6/10
Why, Sure, I Bought Stocks.
9 January 2014
Warning: Spoilers
It's not easy to make 1952 Los Angeles look very interesting. A panoramic view shows mostly smog. But "The Turning Point" does its best and the location shooting is one of its most admirable features. Prominent use is made of the two-block long funicular railway that runs up from "Pond Street", meaning Hill and Olive Streets in L.A. The incline is lined on both sides with inexpensive clapboard housing that suggests "working class", and some scenes are shot in the doorways and apartments. It's all gone now, railway included, to make way for some bland and pitiless "redevelopment" in 1968. Everything in Los Angeles gives way to redevelopment when the property becomes valuable enough. Stores proudly announce, "Serving The Public Since 2012!" "Chinatown" gave us a picture postcard view of Los Angeles in 1937 and made the place look limitlessly livable.

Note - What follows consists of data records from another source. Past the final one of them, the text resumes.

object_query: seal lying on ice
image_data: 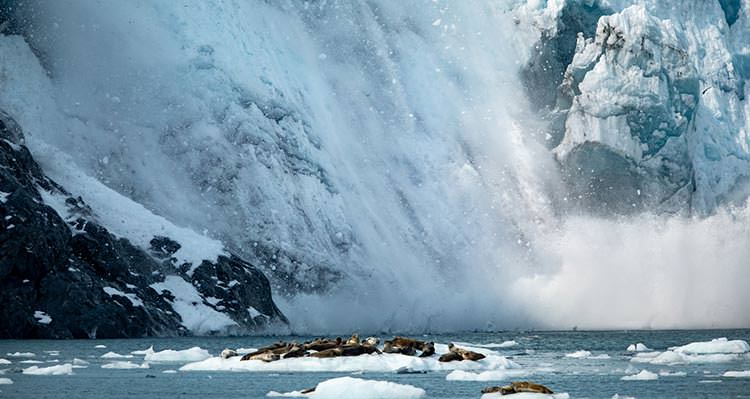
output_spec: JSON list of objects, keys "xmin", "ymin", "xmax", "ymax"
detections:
[{"xmin": 482, "ymin": 381, "xmax": 553, "ymax": 395}]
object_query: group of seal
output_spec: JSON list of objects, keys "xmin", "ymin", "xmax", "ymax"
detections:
[
  {"xmin": 482, "ymin": 381, "xmax": 553, "ymax": 395},
  {"xmin": 221, "ymin": 334, "xmax": 484, "ymax": 362}
]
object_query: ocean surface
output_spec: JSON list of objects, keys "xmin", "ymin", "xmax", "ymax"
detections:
[{"xmin": 0, "ymin": 330, "xmax": 750, "ymax": 399}]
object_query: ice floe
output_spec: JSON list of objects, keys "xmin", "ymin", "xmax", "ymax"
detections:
[
  {"xmin": 454, "ymin": 341, "xmax": 518, "ymax": 349},
  {"xmin": 630, "ymin": 338, "xmax": 750, "ymax": 364},
  {"xmin": 481, "ymin": 392, "xmax": 570, "ymax": 399},
  {"xmin": 669, "ymin": 338, "xmax": 750, "ymax": 355},
  {"xmin": 565, "ymin": 350, "xmax": 591, "ymax": 359},
  {"xmin": 23, "ymin": 363, "xmax": 73, "ymax": 375},
  {"xmin": 180, "ymin": 350, "xmax": 521, "ymax": 373},
  {"xmin": 102, "ymin": 362, "xmax": 150, "ymax": 370},
  {"xmin": 266, "ymin": 377, "xmax": 426, "ymax": 399},
  {"xmin": 659, "ymin": 370, "xmax": 687, "ymax": 377},
  {"xmin": 143, "ymin": 346, "xmax": 211, "ymax": 363},
  {"xmin": 620, "ymin": 370, "xmax": 659, "ymax": 381},
  {"xmin": 627, "ymin": 342, "xmax": 651, "ymax": 352},
  {"xmin": 721, "ymin": 370, "xmax": 750, "ymax": 378},
  {"xmin": 101, "ymin": 352, "xmax": 133, "ymax": 359},
  {"xmin": 445, "ymin": 369, "xmax": 531, "ymax": 381}
]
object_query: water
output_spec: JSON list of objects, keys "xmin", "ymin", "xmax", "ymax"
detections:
[{"xmin": 0, "ymin": 330, "xmax": 750, "ymax": 399}]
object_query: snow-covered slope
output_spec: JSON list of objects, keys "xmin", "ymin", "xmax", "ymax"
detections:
[{"xmin": 0, "ymin": 0, "xmax": 750, "ymax": 331}]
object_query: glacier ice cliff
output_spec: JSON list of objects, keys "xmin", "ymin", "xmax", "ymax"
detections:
[{"xmin": 0, "ymin": 0, "xmax": 750, "ymax": 332}]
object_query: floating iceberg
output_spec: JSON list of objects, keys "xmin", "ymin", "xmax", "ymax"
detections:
[
  {"xmin": 669, "ymin": 338, "xmax": 750, "ymax": 355},
  {"xmin": 180, "ymin": 345, "xmax": 521, "ymax": 373},
  {"xmin": 101, "ymin": 352, "xmax": 133, "ymax": 359},
  {"xmin": 102, "ymin": 362, "xmax": 150, "ymax": 370},
  {"xmin": 565, "ymin": 350, "xmax": 609, "ymax": 360},
  {"xmin": 630, "ymin": 338, "xmax": 750, "ymax": 364},
  {"xmin": 481, "ymin": 392, "xmax": 570, "ymax": 399},
  {"xmin": 5, "ymin": 352, "xmax": 36, "ymax": 357},
  {"xmin": 142, "ymin": 346, "xmax": 211, "ymax": 363},
  {"xmin": 266, "ymin": 377, "xmax": 426, "ymax": 399},
  {"xmin": 620, "ymin": 370, "xmax": 659, "ymax": 381},
  {"xmin": 23, "ymin": 363, "xmax": 73, "ymax": 375}
]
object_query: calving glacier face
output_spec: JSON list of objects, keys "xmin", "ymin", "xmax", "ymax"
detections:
[
  {"xmin": 0, "ymin": 0, "xmax": 750, "ymax": 332},
  {"xmin": 524, "ymin": 1, "xmax": 749, "ymax": 214}
]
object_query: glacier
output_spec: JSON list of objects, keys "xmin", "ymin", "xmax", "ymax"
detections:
[{"xmin": 0, "ymin": 0, "xmax": 750, "ymax": 333}]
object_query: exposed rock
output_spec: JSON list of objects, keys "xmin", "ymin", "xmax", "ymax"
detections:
[{"xmin": 0, "ymin": 113, "xmax": 286, "ymax": 338}]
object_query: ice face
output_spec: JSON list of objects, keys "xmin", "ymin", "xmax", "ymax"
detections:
[{"xmin": 0, "ymin": 0, "xmax": 750, "ymax": 332}]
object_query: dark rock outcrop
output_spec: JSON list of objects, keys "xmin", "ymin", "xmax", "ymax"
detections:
[{"xmin": 0, "ymin": 111, "xmax": 287, "ymax": 338}]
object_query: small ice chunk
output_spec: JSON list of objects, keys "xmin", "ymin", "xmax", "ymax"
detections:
[
  {"xmin": 669, "ymin": 338, "xmax": 750, "ymax": 355},
  {"xmin": 721, "ymin": 370, "xmax": 750, "ymax": 378},
  {"xmin": 659, "ymin": 371, "xmax": 687, "ymax": 377},
  {"xmin": 143, "ymin": 346, "xmax": 211, "ymax": 363},
  {"xmin": 23, "ymin": 363, "xmax": 73, "ymax": 375},
  {"xmin": 5, "ymin": 352, "xmax": 36, "ymax": 357},
  {"xmin": 620, "ymin": 370, "xmax": 659, "ymax": 381},
  {"xmin": 454, "ymin": 340, "xmax": 518, "ymax": 349},
  {"xmin": 101, "ymin": 352, "xmax": 133, "ymax": 359},
  {"xmin": 34, "ymin": 310, "xmax": 52, "ymax": 324},
  {"xmin": 102, "ymin": 362, "xmax": 150, "ymax": 370},
  {"xmin": 565, "ymin": 350, "xmax": 591, "ymax": 359},
  {"xmin": 627, "ymin": 342, "xmax": 651, "ymax": 352},
  {"xmin": 266, "ymin": 377, "xmax": 426, "ymax": 399}
]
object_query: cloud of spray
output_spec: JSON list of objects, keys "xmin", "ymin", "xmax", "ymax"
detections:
[{"xmin": 2, "ymin": 1, "xmax": 750, "ymax": 333}]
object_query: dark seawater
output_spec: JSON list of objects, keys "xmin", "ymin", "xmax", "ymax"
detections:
[{"xmin": 0, "ymin": 330, "xmax": 750, "ymax": 399}]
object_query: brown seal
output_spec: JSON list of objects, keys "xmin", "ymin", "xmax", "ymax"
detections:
[{"xmin": 482, "ymin": 381, "xmax": 554, "ymax": 395}]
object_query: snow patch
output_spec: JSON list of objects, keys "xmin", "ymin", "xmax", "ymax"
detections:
[
  {"xmin": 102, "ymin": 287, "xmax": 143, "ymax": 307},
  {"xmin": 5, "ymin": 352, "xmax": 36, "ymax": 357},
  {"xmin": 151, "ymin": 276, "xmax": 237, "ymax": 335}
]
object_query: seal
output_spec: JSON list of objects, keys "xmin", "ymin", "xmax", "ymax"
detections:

At any rate, cynical reporter William Holden and idealistic anti-crime crusader Edmund O'Brien both grew up in the same neighborhood of Central City or whatever Los Angeles is called here. (So did Ted de Corsia, a thug as usual, but not without principles for a change.) O'Brien is anxious to shut down the crooked gangster who runs the city, Ed Begley. I don't want to give away the entire plot but I guess I can say that Alexis Smith is the girl friend with the striking eyes, especially for a Canadian, who is O'Brien's girl friend but finds herself falling for the hard-bitten reporter. She doesn't have much else to do and is chiefly there to add some romantic drama to the story and to demonstrate that both Holden and O'Brien are heterosexual.

Overall, it's rather routine but there are some interesting twists (the corruption reaches into O'Brien's own family) and some nicely done scenes. Aside from the hiding, shooting, and general mishigas on the funicular railway, the scene in which O'Brien rushes to the hospital after his friend Holden has been shot is understated. In a movie that was as corrupt as Central City, we'd expect O'Brien to dash into the hospital's reception room, only to be stopped by a doctor in white. "How -- how is he?", O'Brien would stutter. "I'm afraid we were too late," the doc replies sadly but philosophically. I won't describe how this familiar scene is handled here but it's better than you might think.

Another memorable incident is the arrest of Ed Begley, who plays a much more delicate slime ball here than he did in "Twelve Angry Men". He pitches a few sliders here. He's sitting at a table playing cards with his gang under a single light bulb in what looks like a basement. Police sirens wail. The goons knock over their chairs as they run away, but Begley sits still, staring at his cards. A policeman's hand holding a pistol slowly enters the frame from the right. Begley slams down his hand, gets to his feet in a dignified way, looks at the cop, finishes off his drink, and exits towards the police. The scene isn't masterful, but William Dieterle has lifted it out of the ordinary.